In the post-operative period, moreover, after the removal of the dressing, the penis may still be swollen and ecchymotic for a few days, of unpleasant appearance.

For a successful intervention

The achievement of good results in treatment depends on a set of relevant aspects. First of all, from the technical ability and experience of the surgeon and the choice of the type of surgical technique most suitable for the individual case, in addition to the choice of the most appropriate time to intervene surgically on the child in relation to the evolutionary phase and the pre-operative preparation. The equipment available to the surgeon is also important. In the field of reconstructive surgery of hypospadias, significant technical advances have been achieved that have contributed to the improvement of the functional and aesthetic results of the pathology. Among the technological innovations useful for this purpose, the modern means of optical magnification should be noted, in addition to new suture materials and postoperative management methods (from catheters to materials used for example for bandaging). Equally decisive for the success of the intervention is in fact the right attention to the post-operative course and compliance with the necessary and regular checks.
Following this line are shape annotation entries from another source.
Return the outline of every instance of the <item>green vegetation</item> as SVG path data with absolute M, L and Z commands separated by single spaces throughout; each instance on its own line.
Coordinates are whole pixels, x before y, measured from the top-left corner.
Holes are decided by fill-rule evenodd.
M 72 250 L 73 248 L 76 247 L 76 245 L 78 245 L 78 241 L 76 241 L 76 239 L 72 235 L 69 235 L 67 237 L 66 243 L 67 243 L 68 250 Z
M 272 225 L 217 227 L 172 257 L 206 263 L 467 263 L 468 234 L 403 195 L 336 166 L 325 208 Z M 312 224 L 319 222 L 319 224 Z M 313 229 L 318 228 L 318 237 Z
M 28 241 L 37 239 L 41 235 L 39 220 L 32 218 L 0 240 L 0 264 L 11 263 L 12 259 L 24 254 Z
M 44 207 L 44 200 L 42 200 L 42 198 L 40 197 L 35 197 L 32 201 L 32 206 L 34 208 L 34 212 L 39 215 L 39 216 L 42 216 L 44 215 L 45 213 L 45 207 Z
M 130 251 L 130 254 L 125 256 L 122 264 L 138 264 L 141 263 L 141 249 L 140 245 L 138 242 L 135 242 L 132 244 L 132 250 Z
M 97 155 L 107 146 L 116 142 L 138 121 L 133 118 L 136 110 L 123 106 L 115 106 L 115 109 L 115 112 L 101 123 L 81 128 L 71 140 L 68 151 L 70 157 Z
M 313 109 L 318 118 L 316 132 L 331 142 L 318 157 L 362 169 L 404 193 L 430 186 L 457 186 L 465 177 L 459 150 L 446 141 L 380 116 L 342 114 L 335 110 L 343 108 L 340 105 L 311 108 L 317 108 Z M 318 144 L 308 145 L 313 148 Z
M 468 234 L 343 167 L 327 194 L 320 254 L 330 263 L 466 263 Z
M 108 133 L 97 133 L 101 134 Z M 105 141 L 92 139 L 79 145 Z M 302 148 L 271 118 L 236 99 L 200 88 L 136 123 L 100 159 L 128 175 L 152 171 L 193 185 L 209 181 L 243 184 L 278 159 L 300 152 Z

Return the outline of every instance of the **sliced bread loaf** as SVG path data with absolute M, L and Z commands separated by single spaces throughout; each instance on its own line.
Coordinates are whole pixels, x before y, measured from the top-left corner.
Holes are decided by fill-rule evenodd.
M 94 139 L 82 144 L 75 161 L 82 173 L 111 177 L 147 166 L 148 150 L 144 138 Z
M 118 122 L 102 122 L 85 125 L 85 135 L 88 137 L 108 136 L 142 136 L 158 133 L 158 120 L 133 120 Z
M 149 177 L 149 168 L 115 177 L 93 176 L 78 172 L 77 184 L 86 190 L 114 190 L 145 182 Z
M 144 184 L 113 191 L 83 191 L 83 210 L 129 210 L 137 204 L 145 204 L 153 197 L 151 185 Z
Correct information, therefore, together with a proactive collaboration between parents and surgeon contribute significantly to the success of the intervention, reducing the risks of complications and the discomfort of the moment for the child.

In our Pediatric Surgery and Urology Center, the child, with his family, finds the place of reception and complete care of hypospadias: the center where he can face the entire path, from the diagnosis of hypospadias, to treatment up to post-surgery.